12 Films of Christmas 2020 (Final Part)

It’s time, ladies and gentlemen. The final part in my 12 Films of Christmas series. And honestly, it’s most likely not only for this year. While fun has been had with this series, I do feel that it’s getting a little stale. Plus, it is a little draining cranking out themed content at this rate. So consider this series retired… at least for the time being, I might get the urge to bring it back in a few years. But seeing as it’s the alleged final 12 Films of Christmas post, I thought it only appropriate to bring out the grandfather of all holiday films.
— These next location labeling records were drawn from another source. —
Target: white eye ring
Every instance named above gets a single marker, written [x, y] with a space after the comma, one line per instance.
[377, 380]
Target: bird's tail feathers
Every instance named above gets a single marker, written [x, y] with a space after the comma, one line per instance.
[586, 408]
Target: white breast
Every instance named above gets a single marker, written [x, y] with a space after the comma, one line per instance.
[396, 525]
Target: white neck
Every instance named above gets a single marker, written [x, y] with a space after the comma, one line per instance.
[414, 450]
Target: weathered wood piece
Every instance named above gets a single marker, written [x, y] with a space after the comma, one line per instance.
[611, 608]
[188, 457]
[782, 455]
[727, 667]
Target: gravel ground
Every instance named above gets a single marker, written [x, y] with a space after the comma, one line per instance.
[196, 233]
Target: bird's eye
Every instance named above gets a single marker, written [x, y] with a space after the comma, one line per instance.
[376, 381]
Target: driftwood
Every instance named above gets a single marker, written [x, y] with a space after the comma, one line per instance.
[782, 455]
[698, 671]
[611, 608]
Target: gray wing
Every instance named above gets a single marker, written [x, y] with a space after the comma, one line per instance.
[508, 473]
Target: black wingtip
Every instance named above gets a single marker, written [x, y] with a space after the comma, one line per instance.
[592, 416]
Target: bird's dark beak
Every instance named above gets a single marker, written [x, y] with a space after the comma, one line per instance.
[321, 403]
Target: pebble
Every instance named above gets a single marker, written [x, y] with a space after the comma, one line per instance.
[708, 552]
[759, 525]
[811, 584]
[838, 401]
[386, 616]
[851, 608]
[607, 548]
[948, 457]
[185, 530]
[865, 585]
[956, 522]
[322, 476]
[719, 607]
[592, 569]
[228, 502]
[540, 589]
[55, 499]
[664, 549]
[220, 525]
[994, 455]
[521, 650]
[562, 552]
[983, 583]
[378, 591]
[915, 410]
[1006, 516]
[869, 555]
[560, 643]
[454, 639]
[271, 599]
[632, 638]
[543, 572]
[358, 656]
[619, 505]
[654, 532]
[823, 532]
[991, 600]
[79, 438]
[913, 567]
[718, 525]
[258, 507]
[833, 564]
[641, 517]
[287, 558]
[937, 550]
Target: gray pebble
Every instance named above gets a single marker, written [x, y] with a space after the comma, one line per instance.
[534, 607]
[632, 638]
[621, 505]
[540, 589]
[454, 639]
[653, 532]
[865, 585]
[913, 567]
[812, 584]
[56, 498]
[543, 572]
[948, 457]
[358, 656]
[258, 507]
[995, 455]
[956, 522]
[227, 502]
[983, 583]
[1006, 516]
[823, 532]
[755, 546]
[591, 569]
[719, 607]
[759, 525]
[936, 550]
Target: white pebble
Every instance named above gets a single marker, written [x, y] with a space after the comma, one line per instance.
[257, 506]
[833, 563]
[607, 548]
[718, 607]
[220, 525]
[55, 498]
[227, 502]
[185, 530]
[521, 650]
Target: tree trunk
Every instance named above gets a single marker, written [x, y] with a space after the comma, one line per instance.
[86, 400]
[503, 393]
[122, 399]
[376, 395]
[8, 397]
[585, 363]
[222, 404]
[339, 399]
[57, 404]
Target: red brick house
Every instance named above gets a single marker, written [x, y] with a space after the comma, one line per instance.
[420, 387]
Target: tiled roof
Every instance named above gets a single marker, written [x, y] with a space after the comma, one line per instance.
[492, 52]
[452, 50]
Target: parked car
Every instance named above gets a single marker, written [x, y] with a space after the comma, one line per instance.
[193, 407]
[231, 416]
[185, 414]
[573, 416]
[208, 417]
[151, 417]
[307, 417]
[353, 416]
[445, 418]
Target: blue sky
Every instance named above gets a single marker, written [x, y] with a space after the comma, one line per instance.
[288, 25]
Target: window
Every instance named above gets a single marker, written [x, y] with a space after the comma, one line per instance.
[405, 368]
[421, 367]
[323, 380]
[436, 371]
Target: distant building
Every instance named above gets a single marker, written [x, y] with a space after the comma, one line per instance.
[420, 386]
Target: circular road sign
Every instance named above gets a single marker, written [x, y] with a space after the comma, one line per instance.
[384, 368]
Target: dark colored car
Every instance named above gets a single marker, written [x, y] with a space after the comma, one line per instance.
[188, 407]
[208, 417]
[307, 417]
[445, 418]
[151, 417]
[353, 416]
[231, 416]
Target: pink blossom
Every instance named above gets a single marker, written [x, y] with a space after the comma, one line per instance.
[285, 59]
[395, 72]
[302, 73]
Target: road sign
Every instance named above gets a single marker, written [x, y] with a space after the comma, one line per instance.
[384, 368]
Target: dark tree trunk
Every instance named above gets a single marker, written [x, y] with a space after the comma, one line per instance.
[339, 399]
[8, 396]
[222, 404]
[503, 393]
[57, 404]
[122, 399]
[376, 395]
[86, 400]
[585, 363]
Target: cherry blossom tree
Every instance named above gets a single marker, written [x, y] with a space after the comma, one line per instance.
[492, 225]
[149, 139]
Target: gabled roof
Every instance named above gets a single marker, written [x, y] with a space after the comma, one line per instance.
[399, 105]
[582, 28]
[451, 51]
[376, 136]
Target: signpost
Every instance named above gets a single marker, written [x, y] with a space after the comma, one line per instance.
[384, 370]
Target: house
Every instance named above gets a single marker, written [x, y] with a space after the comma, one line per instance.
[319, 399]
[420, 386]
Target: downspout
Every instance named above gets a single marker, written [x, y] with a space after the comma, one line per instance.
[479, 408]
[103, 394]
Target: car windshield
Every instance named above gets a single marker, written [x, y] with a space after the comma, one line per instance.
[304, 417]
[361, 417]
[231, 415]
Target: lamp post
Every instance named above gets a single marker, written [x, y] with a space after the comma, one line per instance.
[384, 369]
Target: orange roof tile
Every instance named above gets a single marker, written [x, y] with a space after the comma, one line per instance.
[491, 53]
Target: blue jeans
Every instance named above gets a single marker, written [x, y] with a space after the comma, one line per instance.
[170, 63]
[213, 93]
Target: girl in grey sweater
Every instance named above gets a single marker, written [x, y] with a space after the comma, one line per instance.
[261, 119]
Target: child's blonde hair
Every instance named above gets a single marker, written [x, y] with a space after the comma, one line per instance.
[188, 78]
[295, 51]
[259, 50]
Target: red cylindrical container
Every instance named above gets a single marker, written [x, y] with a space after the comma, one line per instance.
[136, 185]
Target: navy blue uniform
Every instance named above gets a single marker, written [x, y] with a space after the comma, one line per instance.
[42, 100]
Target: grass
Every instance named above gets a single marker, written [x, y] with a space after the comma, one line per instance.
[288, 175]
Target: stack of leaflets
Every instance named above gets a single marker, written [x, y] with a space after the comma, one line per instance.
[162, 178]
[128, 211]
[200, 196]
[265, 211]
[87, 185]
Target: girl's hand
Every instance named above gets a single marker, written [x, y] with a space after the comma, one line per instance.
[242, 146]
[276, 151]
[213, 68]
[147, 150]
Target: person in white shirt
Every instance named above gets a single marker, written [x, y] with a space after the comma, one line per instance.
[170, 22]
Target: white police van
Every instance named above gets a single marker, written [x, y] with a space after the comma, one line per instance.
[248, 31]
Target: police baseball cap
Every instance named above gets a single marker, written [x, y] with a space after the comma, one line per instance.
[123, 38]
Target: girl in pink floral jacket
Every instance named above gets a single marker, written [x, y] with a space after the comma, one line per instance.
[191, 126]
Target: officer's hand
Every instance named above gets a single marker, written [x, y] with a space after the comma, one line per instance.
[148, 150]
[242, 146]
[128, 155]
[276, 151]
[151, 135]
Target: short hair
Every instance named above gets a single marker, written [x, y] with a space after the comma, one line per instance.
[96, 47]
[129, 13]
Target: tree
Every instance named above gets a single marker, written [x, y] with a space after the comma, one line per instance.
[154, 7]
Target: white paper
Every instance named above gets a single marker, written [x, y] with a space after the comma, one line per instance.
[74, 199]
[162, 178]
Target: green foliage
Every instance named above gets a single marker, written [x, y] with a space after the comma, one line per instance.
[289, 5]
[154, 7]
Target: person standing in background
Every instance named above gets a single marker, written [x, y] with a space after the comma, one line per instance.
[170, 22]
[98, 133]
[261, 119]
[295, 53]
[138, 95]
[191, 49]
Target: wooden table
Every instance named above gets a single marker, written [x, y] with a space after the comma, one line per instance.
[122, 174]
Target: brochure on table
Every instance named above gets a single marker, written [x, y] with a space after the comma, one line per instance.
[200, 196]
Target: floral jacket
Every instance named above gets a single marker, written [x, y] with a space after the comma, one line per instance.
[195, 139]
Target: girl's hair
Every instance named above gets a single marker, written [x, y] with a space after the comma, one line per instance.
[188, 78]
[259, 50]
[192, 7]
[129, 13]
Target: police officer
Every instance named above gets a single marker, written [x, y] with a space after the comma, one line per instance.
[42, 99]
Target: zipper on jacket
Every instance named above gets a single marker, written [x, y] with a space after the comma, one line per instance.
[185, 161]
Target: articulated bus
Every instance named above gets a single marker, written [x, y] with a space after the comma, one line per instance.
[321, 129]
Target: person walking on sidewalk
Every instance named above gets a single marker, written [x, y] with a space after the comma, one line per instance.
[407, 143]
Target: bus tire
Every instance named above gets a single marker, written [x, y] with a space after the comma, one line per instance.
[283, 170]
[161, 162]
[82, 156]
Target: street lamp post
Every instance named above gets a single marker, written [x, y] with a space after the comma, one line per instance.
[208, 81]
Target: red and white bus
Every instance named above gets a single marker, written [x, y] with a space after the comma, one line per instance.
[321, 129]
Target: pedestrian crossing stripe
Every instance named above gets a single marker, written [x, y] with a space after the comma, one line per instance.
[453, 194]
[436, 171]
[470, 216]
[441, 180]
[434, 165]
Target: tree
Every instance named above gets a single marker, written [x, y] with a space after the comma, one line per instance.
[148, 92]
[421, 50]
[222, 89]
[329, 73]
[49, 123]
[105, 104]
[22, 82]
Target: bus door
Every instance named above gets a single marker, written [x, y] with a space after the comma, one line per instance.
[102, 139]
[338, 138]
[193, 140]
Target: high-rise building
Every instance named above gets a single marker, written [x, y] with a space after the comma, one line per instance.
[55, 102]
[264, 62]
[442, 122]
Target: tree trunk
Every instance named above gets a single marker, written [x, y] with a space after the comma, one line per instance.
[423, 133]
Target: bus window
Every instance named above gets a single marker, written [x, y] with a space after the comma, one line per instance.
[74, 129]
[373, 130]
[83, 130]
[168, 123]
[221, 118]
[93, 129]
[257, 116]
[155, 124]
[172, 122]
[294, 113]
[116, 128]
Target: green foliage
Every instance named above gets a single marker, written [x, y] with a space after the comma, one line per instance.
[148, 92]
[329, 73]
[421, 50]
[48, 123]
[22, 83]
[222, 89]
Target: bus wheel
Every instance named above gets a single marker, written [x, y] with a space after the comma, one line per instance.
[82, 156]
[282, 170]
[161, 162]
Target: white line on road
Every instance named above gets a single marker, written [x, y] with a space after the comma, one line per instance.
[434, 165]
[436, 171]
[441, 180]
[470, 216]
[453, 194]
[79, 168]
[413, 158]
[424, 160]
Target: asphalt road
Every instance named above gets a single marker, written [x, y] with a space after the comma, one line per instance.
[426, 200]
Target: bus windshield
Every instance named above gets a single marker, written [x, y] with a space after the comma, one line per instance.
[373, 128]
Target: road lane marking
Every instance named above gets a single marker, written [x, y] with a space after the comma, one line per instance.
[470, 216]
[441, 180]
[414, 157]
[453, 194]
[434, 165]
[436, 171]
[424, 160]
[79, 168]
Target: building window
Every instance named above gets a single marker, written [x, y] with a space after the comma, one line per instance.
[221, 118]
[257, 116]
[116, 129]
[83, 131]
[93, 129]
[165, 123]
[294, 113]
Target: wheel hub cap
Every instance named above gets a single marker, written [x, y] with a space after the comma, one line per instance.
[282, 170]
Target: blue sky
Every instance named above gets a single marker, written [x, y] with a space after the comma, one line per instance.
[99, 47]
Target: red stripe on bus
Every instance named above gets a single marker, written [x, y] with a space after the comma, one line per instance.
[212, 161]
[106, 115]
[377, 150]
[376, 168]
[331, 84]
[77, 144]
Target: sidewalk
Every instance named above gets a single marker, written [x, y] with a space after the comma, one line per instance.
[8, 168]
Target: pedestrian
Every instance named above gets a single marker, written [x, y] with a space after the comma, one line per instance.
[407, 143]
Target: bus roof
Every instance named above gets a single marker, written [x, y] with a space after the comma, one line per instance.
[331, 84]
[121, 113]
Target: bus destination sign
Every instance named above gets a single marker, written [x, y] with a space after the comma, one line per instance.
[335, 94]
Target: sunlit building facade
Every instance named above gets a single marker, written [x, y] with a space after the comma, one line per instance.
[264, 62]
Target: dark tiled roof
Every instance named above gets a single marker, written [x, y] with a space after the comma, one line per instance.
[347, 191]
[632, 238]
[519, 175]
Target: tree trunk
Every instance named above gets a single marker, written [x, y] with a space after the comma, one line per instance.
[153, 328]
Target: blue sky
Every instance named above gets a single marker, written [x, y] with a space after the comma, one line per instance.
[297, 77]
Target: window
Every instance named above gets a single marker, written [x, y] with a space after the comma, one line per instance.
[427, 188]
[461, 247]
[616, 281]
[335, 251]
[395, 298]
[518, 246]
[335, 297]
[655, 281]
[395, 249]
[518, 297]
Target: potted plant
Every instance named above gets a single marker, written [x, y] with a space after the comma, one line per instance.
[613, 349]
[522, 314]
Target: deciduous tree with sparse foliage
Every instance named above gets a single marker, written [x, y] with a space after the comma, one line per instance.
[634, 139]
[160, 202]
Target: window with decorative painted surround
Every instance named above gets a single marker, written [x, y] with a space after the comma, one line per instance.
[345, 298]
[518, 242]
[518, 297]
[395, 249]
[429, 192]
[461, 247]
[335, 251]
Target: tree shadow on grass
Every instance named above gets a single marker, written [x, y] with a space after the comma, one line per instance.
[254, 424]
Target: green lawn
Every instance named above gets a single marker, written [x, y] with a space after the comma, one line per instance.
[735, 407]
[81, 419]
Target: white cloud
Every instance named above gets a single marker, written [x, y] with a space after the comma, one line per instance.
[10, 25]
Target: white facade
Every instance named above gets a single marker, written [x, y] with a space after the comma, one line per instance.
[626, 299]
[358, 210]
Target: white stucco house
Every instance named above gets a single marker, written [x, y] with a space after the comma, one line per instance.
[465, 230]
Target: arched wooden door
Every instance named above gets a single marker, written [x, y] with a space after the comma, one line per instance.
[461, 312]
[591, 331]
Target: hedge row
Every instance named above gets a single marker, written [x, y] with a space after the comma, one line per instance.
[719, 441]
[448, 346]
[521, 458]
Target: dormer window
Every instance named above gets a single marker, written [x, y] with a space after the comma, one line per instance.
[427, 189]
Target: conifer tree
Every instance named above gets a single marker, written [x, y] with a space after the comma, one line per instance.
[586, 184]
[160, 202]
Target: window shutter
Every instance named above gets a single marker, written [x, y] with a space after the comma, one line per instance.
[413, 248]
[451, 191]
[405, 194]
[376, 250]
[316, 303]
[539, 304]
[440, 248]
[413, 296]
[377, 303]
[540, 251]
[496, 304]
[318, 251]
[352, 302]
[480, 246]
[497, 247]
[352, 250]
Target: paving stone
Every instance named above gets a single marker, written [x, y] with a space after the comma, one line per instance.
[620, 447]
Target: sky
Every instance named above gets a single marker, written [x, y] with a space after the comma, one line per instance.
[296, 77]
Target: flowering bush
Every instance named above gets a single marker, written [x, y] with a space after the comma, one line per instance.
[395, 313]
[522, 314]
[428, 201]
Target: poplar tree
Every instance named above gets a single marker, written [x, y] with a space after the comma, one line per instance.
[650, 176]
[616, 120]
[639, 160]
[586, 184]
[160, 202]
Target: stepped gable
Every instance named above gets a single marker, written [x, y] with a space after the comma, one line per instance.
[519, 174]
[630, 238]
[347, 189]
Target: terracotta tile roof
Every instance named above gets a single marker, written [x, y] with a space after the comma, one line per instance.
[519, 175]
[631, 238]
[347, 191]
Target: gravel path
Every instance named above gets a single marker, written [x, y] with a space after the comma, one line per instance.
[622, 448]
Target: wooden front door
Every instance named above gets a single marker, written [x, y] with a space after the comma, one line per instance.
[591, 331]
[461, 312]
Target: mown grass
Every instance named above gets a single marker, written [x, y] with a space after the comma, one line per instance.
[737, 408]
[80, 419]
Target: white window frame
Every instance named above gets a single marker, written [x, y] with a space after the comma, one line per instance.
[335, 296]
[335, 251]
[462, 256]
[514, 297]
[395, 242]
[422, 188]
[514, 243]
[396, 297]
So today we’re talking about “It’s a Wonderful Life”, the acclaimed 1946 holiday drama. It follows George (James Stewart) and the many ups and downs of his life. Yeah, it’s basically this man’s life story from child to depressed businessman. It’s a fascinating little holiday tale with sads and happies and other emotions. Now, I’ll be the first to admit that I didn’t find the story perfect. I do feel that it does drag a little at times, mainly in the first two acts. It’s not film-breaking, but it does bring it down a little for me. While I generally think George is a fascinating fella, and the story an intriguing and pretty nuanced one, I do feel that the film’s weird pacing hurts it to some degree.
But I can’t deny just how fucking good that final act is. That’s when the story truly kicks into high gear. That’s where the film really starting hitting me in the ol’ heart. The final act is perfect.
So yeah, I don’t love this as much as the rest of you… but I still think it’s really solid and I’m definitely glad I watched it.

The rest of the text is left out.